Posted on:2005-12-06Degree:Ph.DType:Dissertation
University:University of California, DavisCandidate:Smith, Richard DouglasFull Text:PDF
GTID:1453390008494052Subject:Agriculture
Abstract/Summary:
Nitrogen is the most commonly limiting nutrient in natural and agricultural ecosystems throughout the world. The long-term sustainability of these ecosystems, for food production as well as conservation, may rely on a better understanding of the dynamics of biologically fixed nitrogen within these systems. In biologically integrated almond orchards and winegrape vineyards this nitrogen comes from leguminous cover crops planted in the understory and row middles. In lysimeter studies of these systems, I measured release and uptake of cover crop-derived nitrogen by labeling cover crops with 15N and tracing it from decomposing cover crop residue into the soil and ultimately into the tree or vine.
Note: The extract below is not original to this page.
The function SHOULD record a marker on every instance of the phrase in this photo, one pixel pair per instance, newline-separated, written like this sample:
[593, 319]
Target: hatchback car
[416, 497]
In both systems, uptake of cover crop-released nitrogen was detected in the leaves of the almond tree or grapevine within two weeks and remained high for the duration of the experiments. The recovery of cover crop-released nitrogen within the tree or vine differed between the systems. Cover crop-derived nitrogen was almost evenly divided between leaves, stems, and roots of the almond trees with slightly more in the leaves. Grapevine leaves and roots, on the other hand, accounted for substantially more cover crop-derived nitrogen than did the stems and shoots. Almond lysimeter soil accounted for as much of the cover crop-released N as the tree, while grapevine soil contained less than one-third as much of the cover crop-released N as was recovered in the grapevine. Pinyon juniper woodlands in Mesa Verde National Park, Colorado contain the nitrogen fixing shrub, bitterbrush (Purshia tridentata (Pursh) DC), in the understory. Nitrogen fixation was measured in this environment using 15N-dilution methods and 82--100% of bitterbrush leaf nitrogen was derived from fixation in a chronosequence of four burns. Bitterbrush litter decomposition in the chronosequence sites was estimated to provide 8--65 kg N ha-1 yr -1 to the sites, depending on bitterbrush density. Nitrogen mineralization was more related to drought-dependent precipitation patterns than to seasonal averages, with the greatest ammonification rates occurring during the driest spring. Pinyon, juniper, and bitterbrush leaf delta 15N patterns indicated a strong contribution of bitterbrush-fixed N to the ecosystem as a whole.